It sounded good, but no one knew what it meant. This week, Ruth Kelly and her departmental number-crunchers may have found the answer. Focusing on broad groups and whole schools is not enough. A one-size-fits-all literacy strategy is not enough. It is also essential to provide special help for individual children before they fall too far behind.

The “individual” in Kelly’s brave new Britain is not just a middle-class parent hoping to exercise “choice”; he or she is also a small child from a council estate struggling to read. Of course, schools have always striven to help these children. But Ruth Kelly’s language in her speech this week is important .

She cited two tests of a government seeking a socially-just society: “Do we improve outcomes for all children?” But also, and importantly for a progressive government: “Do the outcomes of the most disadvantaged improve faster than the others?”

She has wisely not tried to fudge the answer. The gap between rich and poor children is widening, despite overall improvements at 11. She is also brave not to fudge the question. It leaves parent power aside and brings child power to the fore. So, the Government is asking the right questions.

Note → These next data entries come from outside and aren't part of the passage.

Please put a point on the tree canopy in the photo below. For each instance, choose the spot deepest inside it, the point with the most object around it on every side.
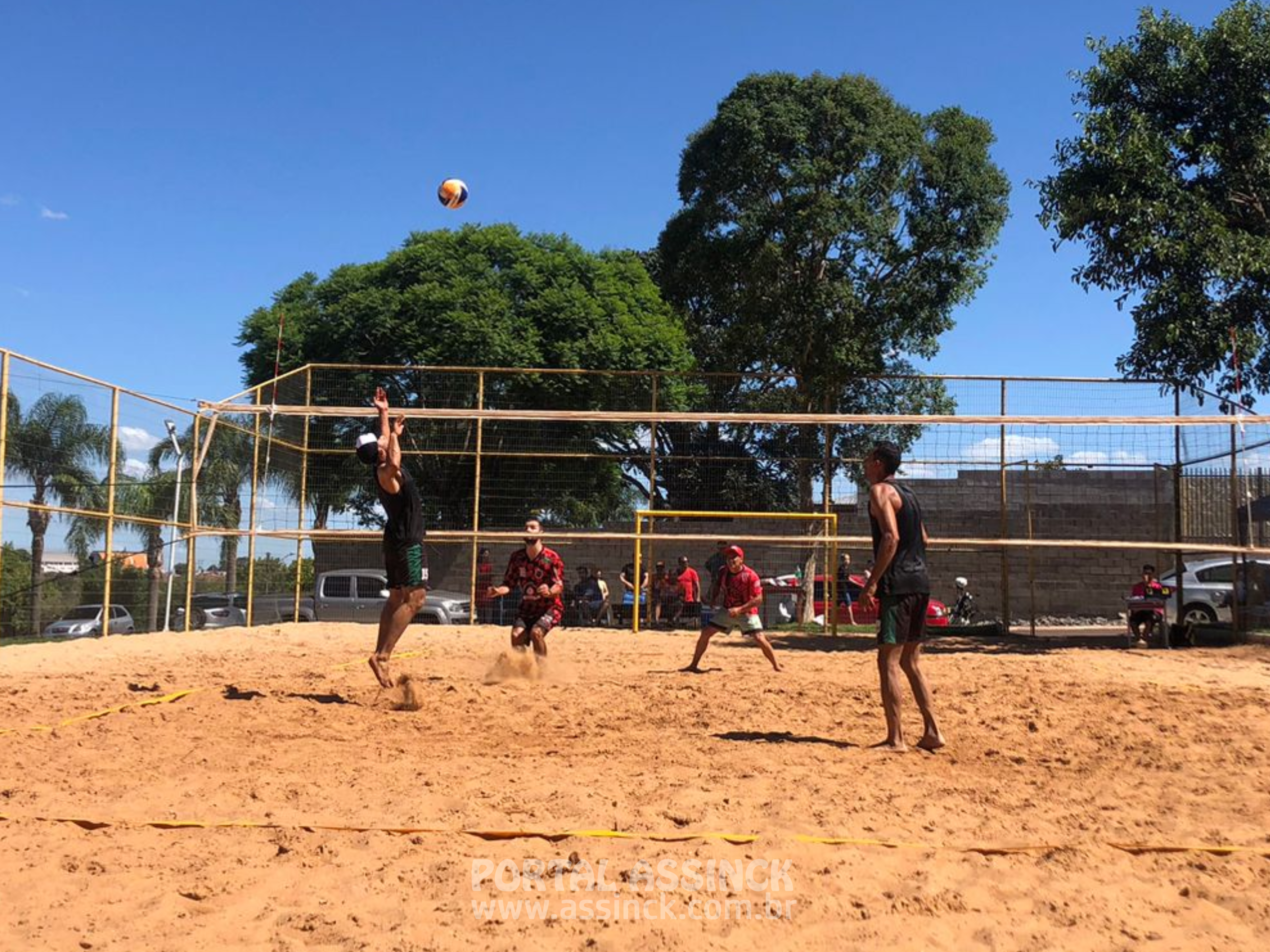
(1168, 186)
(828, 233)
(484, 298)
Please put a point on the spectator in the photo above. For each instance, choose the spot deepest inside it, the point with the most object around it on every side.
(848, 589)
(690, 592)
(716, 565)
(484, 582)
(630, 588)
(666, 594)
(1142, 621)
(587, 600)
(606, 605)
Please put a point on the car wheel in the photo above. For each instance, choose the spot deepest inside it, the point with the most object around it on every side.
(1198, 614)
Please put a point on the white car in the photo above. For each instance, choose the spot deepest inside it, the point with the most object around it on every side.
(87, 620)
(1207, 591)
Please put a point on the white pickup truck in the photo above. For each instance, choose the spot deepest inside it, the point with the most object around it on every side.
(359, 596)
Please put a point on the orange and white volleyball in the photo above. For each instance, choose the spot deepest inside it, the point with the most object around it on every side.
(453, 193)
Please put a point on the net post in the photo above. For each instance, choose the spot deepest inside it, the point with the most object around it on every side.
(481, 436)
(1179, 526)
(639, 524)
(1005, 524)
(304, 494)
(1236, 615)
(4, 445)
(191, 560)
(251, 511)
(110, 511)
(1032, 560)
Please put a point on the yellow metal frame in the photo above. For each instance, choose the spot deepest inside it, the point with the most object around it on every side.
(830, 539)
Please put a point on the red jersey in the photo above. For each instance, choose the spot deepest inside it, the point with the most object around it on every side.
(526, 574)
(738, 588)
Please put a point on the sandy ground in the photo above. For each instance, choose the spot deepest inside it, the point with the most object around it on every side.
(1067, 748)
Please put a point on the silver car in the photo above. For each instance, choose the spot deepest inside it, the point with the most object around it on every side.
(87, 620)
(359, 596)
(1208, 588)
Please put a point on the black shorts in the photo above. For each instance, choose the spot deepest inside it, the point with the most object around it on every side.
(902, 619)
(407, 567)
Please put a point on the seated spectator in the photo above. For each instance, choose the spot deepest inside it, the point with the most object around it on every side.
(666, 594)
(587, 600)
(606, 602)
(1142, 621)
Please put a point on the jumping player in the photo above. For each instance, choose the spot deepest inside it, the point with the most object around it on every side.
(903, 586)
(404, 560)
(539, 573)
(742, 594)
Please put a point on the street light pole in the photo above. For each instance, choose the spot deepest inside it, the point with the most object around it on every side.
(176, 514)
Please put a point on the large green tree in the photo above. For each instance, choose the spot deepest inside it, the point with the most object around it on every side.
(1168, 186)
(479, 298)
(54, 447)
(827, 234)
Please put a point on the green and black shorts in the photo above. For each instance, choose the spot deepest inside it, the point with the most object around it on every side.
(407, 567)
(902, 619)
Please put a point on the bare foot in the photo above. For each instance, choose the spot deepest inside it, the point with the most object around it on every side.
(891, 747)
(381, 671)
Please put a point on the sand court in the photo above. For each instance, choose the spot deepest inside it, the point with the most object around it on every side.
(374, 814)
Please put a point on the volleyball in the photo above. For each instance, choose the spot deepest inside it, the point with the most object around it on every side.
(453, 193)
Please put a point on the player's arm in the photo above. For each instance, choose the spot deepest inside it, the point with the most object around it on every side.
(506, 588)
(557, 588)
(882, 509)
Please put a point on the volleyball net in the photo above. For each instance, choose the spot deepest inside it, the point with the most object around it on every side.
(1048, 494)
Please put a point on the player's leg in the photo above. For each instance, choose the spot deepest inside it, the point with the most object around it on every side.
(708, 631)
(890, 650)
(753, 626)
(914, 627)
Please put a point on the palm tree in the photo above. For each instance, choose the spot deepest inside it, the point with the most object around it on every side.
(54, 449)
(225, 474)
(152, 497)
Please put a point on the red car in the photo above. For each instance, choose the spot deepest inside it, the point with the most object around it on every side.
(936, 614)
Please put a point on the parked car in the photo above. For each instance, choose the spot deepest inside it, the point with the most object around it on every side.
(226, 611)
(87, 620)
(359, 596)
(936, 612)
(1208, 588)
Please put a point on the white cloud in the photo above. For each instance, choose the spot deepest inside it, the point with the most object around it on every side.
(1096, 457)
(135, 439)
(1018, 447)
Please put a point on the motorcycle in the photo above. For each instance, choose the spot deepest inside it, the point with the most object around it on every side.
(963, 610)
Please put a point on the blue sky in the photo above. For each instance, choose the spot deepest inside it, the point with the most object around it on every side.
(167, 167)
(164, 168)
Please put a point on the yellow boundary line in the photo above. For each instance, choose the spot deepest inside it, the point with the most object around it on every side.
(557, 836)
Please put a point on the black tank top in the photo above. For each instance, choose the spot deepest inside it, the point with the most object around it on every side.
(404, 509)
(907, 572)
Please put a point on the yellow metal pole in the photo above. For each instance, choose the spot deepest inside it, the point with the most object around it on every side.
(110, 511)
(4, 424)
(191, 562)
(251, 513)
(1005, 525)
(652, 493)
(304, 492)
(639, 522)
(481, 436)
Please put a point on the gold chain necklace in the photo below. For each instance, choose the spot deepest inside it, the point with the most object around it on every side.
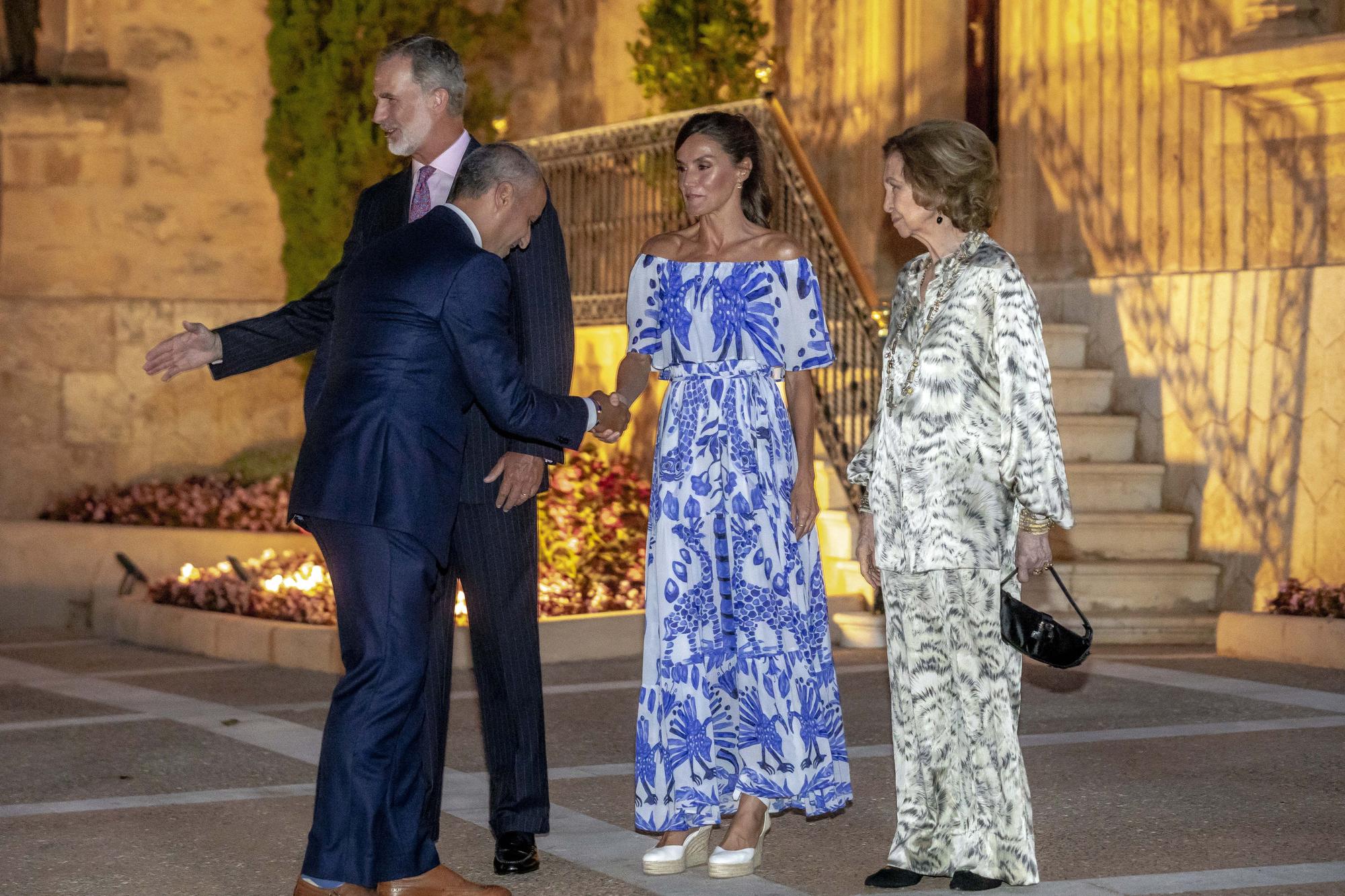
(957, 266)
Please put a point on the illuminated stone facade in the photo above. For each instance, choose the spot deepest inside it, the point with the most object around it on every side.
(128, 205)
(1187, 162)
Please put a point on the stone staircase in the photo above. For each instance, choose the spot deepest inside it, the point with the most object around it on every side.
(1126, 561)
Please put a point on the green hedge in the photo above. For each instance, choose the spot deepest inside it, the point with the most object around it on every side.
(699, 53)
(322, 146)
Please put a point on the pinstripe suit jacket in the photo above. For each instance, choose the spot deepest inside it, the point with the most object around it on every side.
(543, 318)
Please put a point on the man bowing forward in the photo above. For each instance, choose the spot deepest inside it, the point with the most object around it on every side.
(420, 91)
(422, 331)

But is it finding the right answers? One of the answers is a pound;10 million Reading Recovery pilot, bringing one-to-one tuition for the lowest-achieving six-year-olds to 20 urban areas. But why have another pilot? The previous government ran one a decade ago, and there are reams of research evidence about the scheme’s effectiveness.

Labour failed to follow through in 1997 because it was convinced a one-size-fits-all literacy strategy would sort out reading once and for all. Perhaps this time it thinks faster phonics teaching - also being trialled in 200 primaries - will provide the magic bullet.

But ministers also have to accept some of the blame for the growing gap.

Their relentless pressure on schools to meet their level 4 targets encouraged some to neglect the children at the bottom of the class.